Abivard pointed those men out to the city governor. «They may be fine for keeping order here inside the walls, but they won't be enough if we're fighting real soldiers—and we will be.»
«We have spears stored somewhere, I think,» the governor said doubtfully. After a moment he added, «Lord, garrison troops were never intended to go into battle outside the city walls, you know.»
So much for fighting like lions, Abivard thought. «If you know where those spears are, dig them up,» he commanded. «These soldiers will do better with them than without.»
«Aye, lord, just as you desire, so shall it be done,» the governor of Erekhatti promised. When Abivard was ready to move out the next morning with the garrison in tow, the spears had not appeared. He decided to wait till afternoon. There was still no sign of the spears. Angrily, he marched out of Erekhatti. The governor said, «I pray to the God I did not distress you.»
«As far as I'm concerned, Maniakes is welcome to this place,» Abivard snarled. That got him a hurt look by way of reply.
The next town to which he came was called Iskanshin. Its garrison was no more prepossessing than the one in Erekhatti—less so, in fact, for the city governor of Iskanshin had no idea where to lay his hands on the spears that might have turned his men from bravos into something at least arguably resembling soldiers.
«What am I going to do?» Abivard raved as he left Iskanshin.
«I've seen two cities now, and I have exactly as many men as I started out with, though three of those are down with a flux of the bowels and useless in a fight»
«It can't all be this bad,» Roshnani said.
«Why not?» he retorted.
«Two reasons,» she said. «For one, when we were forced through the Thousand Cities in the war against Smerdis, they defended themselves well enough to hold us out. And second, if they were all as weak as Erekhatti and Iskanshin, Videssos would have taken the land between the Tutub and the Tib away from us hundreds of years ago.»

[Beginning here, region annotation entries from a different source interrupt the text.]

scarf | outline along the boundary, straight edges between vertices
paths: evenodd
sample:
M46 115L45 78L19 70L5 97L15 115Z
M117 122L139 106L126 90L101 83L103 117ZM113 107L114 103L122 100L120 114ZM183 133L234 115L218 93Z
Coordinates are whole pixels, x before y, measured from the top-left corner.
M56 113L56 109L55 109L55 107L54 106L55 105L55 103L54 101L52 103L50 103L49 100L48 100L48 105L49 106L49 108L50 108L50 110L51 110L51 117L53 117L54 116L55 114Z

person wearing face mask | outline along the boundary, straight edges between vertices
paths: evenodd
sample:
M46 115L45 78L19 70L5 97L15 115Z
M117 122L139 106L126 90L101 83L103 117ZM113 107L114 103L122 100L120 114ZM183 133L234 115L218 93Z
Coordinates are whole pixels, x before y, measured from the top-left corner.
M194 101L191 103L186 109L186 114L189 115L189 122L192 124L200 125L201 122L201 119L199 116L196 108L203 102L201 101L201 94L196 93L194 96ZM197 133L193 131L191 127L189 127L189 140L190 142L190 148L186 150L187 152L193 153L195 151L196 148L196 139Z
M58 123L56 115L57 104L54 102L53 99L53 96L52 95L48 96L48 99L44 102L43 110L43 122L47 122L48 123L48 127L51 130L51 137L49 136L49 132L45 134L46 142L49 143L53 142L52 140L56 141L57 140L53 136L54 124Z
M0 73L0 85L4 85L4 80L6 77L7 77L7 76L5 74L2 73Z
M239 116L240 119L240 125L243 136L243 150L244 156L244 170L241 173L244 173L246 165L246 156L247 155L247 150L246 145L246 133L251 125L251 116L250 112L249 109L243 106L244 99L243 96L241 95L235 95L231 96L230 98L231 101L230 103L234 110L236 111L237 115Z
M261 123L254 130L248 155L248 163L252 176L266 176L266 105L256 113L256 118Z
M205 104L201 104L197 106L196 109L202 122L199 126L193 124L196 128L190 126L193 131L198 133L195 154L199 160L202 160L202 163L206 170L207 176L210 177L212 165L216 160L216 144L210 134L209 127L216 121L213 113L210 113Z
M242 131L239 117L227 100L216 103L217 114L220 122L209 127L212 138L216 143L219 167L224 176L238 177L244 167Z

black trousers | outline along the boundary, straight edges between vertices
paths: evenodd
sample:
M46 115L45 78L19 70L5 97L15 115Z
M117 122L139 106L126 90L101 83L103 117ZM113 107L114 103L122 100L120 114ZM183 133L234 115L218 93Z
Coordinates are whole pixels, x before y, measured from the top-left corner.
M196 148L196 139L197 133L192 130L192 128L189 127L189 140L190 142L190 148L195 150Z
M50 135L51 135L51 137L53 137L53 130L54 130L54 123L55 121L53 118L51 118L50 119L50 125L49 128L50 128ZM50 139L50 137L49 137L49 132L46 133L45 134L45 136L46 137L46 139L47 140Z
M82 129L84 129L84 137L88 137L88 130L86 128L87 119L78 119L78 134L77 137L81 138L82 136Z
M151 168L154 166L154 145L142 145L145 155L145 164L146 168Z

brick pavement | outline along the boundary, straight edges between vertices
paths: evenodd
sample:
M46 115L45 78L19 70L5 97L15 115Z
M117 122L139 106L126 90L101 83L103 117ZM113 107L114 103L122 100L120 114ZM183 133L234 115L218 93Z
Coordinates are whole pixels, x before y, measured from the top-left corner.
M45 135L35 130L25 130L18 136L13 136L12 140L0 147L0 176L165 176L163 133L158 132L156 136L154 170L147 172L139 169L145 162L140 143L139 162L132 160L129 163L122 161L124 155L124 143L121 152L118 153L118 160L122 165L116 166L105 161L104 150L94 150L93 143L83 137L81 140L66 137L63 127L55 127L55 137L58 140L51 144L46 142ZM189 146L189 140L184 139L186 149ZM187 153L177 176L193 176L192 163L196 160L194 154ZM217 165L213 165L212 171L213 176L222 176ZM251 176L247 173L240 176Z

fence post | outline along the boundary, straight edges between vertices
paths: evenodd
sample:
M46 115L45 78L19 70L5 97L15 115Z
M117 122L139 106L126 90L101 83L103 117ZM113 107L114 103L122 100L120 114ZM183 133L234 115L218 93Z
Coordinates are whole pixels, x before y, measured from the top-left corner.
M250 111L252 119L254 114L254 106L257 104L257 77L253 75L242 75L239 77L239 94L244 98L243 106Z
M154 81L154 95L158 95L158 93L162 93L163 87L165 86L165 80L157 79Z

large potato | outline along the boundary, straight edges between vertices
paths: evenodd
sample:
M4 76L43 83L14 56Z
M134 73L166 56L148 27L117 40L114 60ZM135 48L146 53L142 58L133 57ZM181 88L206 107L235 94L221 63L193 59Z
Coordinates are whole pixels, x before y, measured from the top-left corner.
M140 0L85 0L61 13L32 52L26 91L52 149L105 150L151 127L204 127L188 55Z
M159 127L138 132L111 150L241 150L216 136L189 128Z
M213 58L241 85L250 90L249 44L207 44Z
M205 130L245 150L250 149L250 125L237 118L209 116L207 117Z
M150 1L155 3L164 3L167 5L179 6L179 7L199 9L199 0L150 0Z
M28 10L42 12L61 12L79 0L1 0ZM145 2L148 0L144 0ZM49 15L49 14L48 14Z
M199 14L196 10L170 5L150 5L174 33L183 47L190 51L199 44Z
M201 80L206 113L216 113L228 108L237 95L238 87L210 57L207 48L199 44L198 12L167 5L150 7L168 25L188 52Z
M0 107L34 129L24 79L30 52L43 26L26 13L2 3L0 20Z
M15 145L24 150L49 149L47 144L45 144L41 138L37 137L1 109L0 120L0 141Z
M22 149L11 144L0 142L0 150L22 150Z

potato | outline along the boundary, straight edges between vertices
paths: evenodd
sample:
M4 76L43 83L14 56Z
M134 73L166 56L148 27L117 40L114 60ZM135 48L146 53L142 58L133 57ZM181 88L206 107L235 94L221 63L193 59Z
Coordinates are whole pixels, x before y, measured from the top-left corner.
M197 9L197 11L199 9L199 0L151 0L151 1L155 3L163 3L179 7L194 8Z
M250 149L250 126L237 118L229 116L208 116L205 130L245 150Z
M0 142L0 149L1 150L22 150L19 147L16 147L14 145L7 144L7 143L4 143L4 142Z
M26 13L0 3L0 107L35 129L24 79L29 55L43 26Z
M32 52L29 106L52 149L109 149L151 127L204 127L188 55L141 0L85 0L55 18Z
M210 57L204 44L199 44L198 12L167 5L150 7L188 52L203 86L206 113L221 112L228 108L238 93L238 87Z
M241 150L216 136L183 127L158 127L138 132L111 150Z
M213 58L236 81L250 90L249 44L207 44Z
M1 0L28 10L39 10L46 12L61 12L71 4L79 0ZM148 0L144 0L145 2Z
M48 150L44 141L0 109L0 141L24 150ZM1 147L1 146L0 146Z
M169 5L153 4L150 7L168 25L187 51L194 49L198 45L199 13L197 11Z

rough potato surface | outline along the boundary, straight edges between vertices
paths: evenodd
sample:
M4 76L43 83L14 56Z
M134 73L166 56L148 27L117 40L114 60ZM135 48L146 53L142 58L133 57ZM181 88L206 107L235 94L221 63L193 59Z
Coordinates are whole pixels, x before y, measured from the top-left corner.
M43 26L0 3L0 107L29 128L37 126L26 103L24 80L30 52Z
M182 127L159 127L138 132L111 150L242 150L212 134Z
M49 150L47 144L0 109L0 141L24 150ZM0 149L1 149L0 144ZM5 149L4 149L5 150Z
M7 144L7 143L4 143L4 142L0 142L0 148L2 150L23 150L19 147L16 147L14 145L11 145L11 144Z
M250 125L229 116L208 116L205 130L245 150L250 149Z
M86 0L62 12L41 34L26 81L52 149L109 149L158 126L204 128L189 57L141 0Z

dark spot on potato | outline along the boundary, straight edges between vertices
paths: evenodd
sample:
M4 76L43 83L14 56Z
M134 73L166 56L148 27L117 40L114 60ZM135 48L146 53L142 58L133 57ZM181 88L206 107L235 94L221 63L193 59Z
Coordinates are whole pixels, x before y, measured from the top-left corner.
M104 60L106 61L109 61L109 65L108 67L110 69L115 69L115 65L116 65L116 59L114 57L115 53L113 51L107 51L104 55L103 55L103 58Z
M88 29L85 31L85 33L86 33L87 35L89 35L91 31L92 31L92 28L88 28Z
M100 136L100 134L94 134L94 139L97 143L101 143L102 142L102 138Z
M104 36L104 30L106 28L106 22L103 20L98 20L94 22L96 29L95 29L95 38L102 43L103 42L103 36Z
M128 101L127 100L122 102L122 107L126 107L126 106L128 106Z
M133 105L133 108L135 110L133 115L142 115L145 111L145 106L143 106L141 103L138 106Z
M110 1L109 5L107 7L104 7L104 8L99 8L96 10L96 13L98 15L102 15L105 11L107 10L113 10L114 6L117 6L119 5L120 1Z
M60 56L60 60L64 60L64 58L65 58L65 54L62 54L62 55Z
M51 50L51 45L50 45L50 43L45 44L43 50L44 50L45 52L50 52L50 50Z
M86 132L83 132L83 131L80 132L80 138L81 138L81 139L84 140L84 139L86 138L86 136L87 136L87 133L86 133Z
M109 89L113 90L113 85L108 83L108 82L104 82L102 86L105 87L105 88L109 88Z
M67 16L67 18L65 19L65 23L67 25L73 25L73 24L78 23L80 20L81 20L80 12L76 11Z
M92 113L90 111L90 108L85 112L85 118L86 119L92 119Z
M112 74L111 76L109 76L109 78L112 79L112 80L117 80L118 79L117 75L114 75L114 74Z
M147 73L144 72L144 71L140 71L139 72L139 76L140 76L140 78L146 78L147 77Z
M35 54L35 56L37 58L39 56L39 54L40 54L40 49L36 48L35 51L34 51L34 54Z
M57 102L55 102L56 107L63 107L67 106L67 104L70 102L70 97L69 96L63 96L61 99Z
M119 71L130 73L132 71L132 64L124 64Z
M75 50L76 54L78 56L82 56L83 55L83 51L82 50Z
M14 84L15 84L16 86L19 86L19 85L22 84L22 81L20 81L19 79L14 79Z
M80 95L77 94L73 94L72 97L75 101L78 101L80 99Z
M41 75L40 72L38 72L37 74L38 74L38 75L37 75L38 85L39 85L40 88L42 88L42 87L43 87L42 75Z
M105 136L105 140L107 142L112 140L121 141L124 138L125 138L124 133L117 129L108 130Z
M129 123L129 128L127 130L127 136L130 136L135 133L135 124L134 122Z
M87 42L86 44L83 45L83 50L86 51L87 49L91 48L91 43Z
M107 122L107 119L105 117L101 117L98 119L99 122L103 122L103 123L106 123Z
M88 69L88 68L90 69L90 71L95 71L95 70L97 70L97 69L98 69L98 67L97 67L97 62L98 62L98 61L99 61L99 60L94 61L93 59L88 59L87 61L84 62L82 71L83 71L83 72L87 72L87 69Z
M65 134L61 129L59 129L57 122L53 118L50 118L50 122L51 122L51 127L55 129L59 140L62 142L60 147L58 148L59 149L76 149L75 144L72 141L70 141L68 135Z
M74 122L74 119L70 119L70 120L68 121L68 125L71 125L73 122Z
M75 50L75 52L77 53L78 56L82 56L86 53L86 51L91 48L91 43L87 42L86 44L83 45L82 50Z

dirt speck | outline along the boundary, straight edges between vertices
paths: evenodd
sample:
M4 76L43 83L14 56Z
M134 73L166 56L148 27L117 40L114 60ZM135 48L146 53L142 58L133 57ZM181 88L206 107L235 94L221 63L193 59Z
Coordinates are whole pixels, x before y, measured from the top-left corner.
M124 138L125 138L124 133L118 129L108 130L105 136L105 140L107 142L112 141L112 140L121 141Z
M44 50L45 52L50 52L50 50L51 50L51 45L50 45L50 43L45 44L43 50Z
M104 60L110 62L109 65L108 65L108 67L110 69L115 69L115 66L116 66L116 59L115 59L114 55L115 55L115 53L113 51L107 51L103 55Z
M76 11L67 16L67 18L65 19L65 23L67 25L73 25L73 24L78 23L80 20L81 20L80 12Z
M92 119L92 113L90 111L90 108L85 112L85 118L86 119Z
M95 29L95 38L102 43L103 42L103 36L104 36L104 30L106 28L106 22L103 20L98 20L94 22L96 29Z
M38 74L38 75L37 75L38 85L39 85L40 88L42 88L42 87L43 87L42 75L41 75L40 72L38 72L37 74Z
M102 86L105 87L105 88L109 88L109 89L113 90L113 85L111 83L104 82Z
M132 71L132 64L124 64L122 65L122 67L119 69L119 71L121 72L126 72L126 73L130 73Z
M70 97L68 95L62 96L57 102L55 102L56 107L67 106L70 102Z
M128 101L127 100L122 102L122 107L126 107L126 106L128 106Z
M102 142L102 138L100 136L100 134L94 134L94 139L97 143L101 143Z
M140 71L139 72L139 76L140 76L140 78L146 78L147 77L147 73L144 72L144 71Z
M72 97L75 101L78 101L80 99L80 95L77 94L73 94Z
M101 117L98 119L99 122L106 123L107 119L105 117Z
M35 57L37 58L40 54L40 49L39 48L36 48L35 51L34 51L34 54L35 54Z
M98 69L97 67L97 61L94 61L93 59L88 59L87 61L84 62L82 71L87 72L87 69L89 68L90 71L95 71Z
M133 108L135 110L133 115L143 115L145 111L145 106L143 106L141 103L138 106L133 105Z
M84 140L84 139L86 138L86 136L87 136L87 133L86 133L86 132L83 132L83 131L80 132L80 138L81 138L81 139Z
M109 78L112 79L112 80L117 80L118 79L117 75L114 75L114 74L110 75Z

Abivard chewed on that. It made some of his rage go away– some, but not all. «Then why aren't these towns in any condition to meet an attack now?» he demanded not so much of Roshnani as of the world at large.
The world didn't answer. The world, he'd found, never answered. His wife did: «Because Sharbaraz King of Kings, may his years be many and his realm increase, decided the Thousand Cities couldn't possibly be in any danger and so scanted them. And one of the reasons he decided the Thousand Cities were safe for all time was that a certain Abivard son of Godarz had won him a whole great string of victories against Videssos. How could the Videssians hope to trouble us after they'd been beaten again and again?»
«Do you know,» Abivard said thoughtfully, «that's not me answerless question it seems to be when you ask it that way. Maniakes has started playing the game by new rules. He's written off the westlands for the time being, which is something I never thought I'd see from an Avtokrator of the Videssians. But the way he's doing it makes a crazy kind of sense. If he can strike a blow at our heart and drive it home, whether we hold the westlands won't matter in the long run, because we'll have to give them up to defend ourselves.»
«He's never been foolish,» Roshnani said. «We've seen that over the years. If this is how he's fighting the war, it's because he thinks he can win.»
«Far be it from me to argue,» Abivard exclaimed. «By all I've seen here, I think he can win, too.»
But his pessimism was somewhat tempered by his reception at Harpar, just east of the Tib. The city governor there did not seem to regard his position as an invitation to indolence. On the contrary: Tovorg's garrison soldiers, while not the most fearsome men Abivard had ever seen, all carried swords and bows and looked to have some idea what to do with them. If they ever got near horsemen or in among them, they might do some damage, and they might not run in blind panic if enemy troopers moved toward them.